In the first resolution of its kind, the bipartisan United States House of Representatives Foreign Affairs Committee on Wednesday unanimously approved a resolution calling for “safety and security” of Iranian dissidents living in Camp Liberty, Iraq.
The resolution was drafted in response to a 2015 attack and intelligence suggesting the likelihood of a new attack on the camp. Camp Liberty has seen persistent threats of attacks and has faced deadly rocket strikes in 2013 and October 2015.
The former U.S. military installation in Baghdad has been used to house the People’s Mujahedin of Iran (PMOI, also called MEK), Iran’s primary opposition group, since their removal from Camp Ashraf, its previous headquarters-in-exile in Iraq.

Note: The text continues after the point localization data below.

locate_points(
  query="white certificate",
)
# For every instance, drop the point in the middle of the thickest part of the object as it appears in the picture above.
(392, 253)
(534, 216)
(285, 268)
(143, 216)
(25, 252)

The resolution calls on the U.S. government to work with the government of Iraq to ensure proper vetting for security personnel at Camp Liberty, as well as ensuring that it does not employ members of Iraq’s Revolution Guard. Its eventual goal is the resettling of the PMOI members in a country where they will not be targeted for attack, such as Albania.
The draft resolution also calls on the U.S. and the government of Iraq, in coordination with the United Nations High Commissioner for Refugees (UNHCR), to help the PMOI members sell their property and assets at Camp Ashraf and Camp Liberty to facilitate their resettlement.
“The residents of Camp Liberty deserve to live in dignity and without fear of violence,” said the Committee’s Ranking Member, Eliot Engel (D-NY), describing the 2015 rocket attacks on the group by the Iranian regime’s affiliated militia as “the height of cowardice.”
The U.S.’ strong role in supporting the government in Iraq gives it the leverage to accomplish such goals, says Rep. Brad Sherman (D-CA).
Opposition to the regime that has held power in Iran since 1979 has been a rare source of bipartisan agreement in Washington D.C., where the ideological rift between Republicans and Democrats runs deep.
Support for the PMOI in U.S. government is quite high, particularly because of the risks it took to provide the International Atomic Energy Agency (IAEA) of the U.S. with sensitive information about Iran’s nascent nuclear program.